United States Bankruptcy Court, E.D. Wisconsin
Apr 29, 2008
Case No. 07-28188-svk (Bankr. E.D. Wis. Apr. 29, 2008)

Summary

following Balsinde

Summary of this case from In re Littlefield

Opinion

Case No. 07-28188-svk.

April 29, 2008


Memorandum Decision on Nissan Motor Acceptance's Objection to Confirmation


Nissan Motor Acceptance ("Nissan") has objected to confirmation of the Debtor's Chapter 13 plan based on the unnumbered paragraph of 11 U.S.C. § 1325(a) that was added to the Bankruptcy Code by the Bankruptcy Abuse Prevention and Consumer Protection Act of 2005 (BAPCPA). The primary issue in this case is whether a car that does not qualify for 910-treatment can qualify as an "other thing of value" under the hanging paragraph.

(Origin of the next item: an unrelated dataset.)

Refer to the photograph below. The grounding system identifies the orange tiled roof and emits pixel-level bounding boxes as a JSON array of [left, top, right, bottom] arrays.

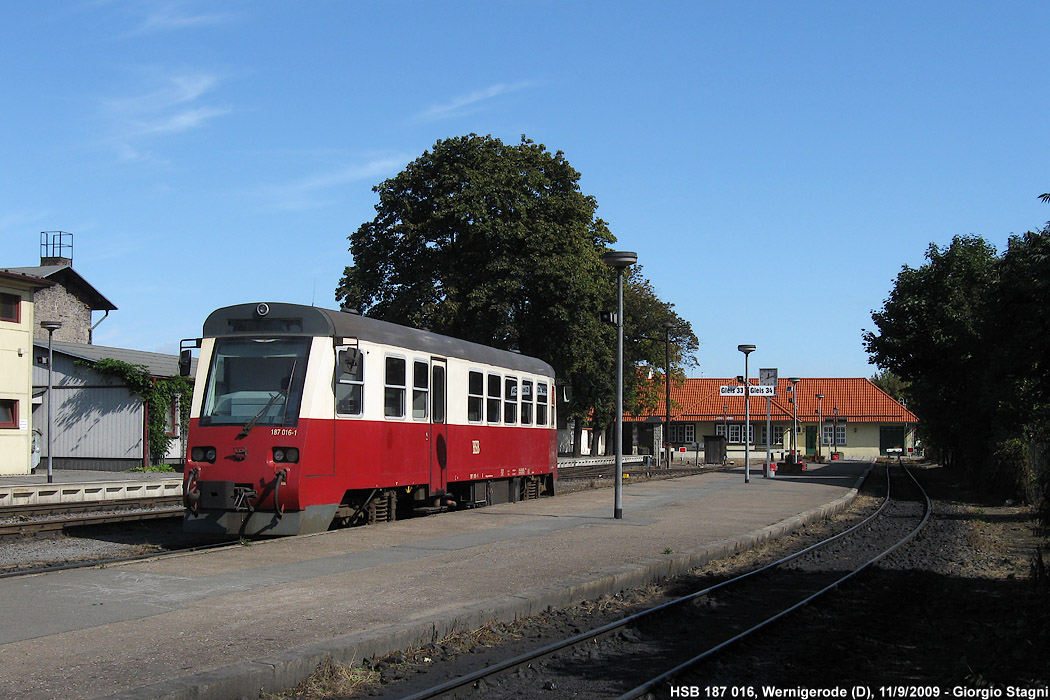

As explained by Judge Markell in In re Trejos, "[b]ecause of the odd placement in the statute as enacted, this text has no clear home in Section 1325(a), and thus has been referred to as the `hanging paragraph,' which is the designation this opinion will use." 352 B.R. 249, 253 (Bankr. D. Nev. 2006).

Facts

James E. Ford ("Debtor") filed a Chapter 13 petition on October 15, 2007. The Debtor owns two vehicles: a 2007 Nissan Maxima purchased on August 27, 2007 and a 2007 Toyota Camry. The Nissan Maxima is the subject of this dispute. Although the contract payments on the Maxima are $737 per month, the Debtor proposes to pay Nissan only $420 per month, by bifurcating Nissan's claim into secured and unsecured portions, and paying the allowed secured claim (the value of the vehicle) in full through the plan. Nissan has objected to confirmation, because such bifurcation of claims is not permitted if the collateral qualifies under the hanging paragraph.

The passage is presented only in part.